T.S. - However, that by itself, is not enough...it is impossible to understand spiritual truth on human effort alone...the most intelligent person in the world will come up woefully short if that person’s efforts to come to a knowledge of the truth are based only on human effort...in addition to involving personal effort...

 

II.  The discovery of spiritual truth requires a spirit of dependence on God

1.      Peter tells us that the prophets allowed God’s Spirit to teach them...it is not enough to rely upon our intellect...while we must do our part, ultimately truth is revealed to us by God...


2.      The phrase “...the Spirit of Christ within them was indicating...” in v.11 and the phrase “It was revealed to them...” at the beginning of v.12 reminds that the prophets depended on God as the ultimate source of truth...

3.      Suspect when Peter wrote these words he had in mind what he had heard Jesus say about the Holy Spirit...on several occasions Jesus described to the disciples the Holy Spirit as “the Spirit of truth”...and once He told them, “But when He, the Spirit of truth, comes, He will guide you into all truth...”[John 16:13a]

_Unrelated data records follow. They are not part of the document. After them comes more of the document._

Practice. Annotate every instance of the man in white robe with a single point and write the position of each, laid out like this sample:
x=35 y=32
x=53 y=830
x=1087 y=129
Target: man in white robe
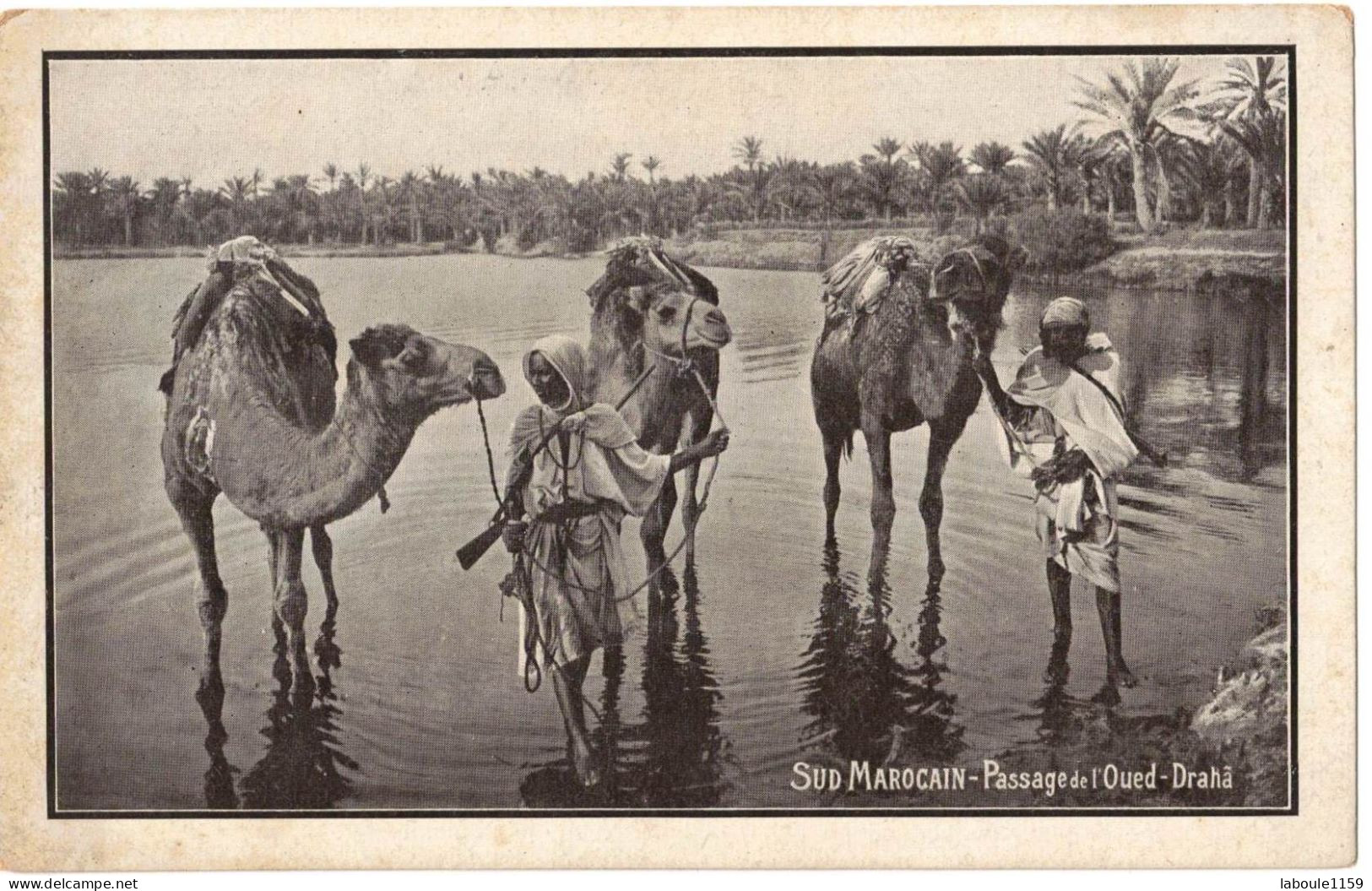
x=1062 y=425
x=577 y=491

4.      Read this week that G. Campbell Morgan, the great Bible commentator, said the best way to refer to the Holy Spirit was as “the other Jesus”…I like that…we have the Spirit of Jesus, Himself, to guide us into truth…

 

1.      We must not be arrogant when it comes to spiritual things... ultimately all spiritual truth is revealed truth...what we discover about God through our inquiries...what we learn of God through our searching are those things which God has chosen to reveal to us...

2.      Christianity is a religion of revelation...and in these verses Peter reminds us that God’s ultimate revelation, full revelation is in the person of Jesus...and until we open our lives to Him...until we allow Him a resting place inside of us, we will never come to a knowledge of the truth because, as Jesus said, “He, Himself, is the truth.”

                                                        

1.      When Harvard University was founded, its motto was "Veritas Christo et Ecclesiae" (Truth for Christ and the Church).  Its crest showed three books, and one of the books was face down to symbolize the limitation of human knowledge.  But in recent decades the book which was face down on the crest of Harvard has been turned face up to represent the unlimited capacity of the human mind.  And the motto has been modified to simply "Veritas" (truth), dropping any reference to Christ and the church. [INFOSEARCH]

2.      But the prophets of old remind us that the process of discovering real truth involves more than just human effort...while we certainly should make “careful search and inquiry” as the prophets did, we should also allow the Spirit of God to lead us into truth...



[1] Utley, R. J. D. (2000). Vol. Volume 2: The Gospel according to Peter: Mark and I & II Peter. Study Guide Commentary Series (220). Marshall, Texas: Bible Lessons International.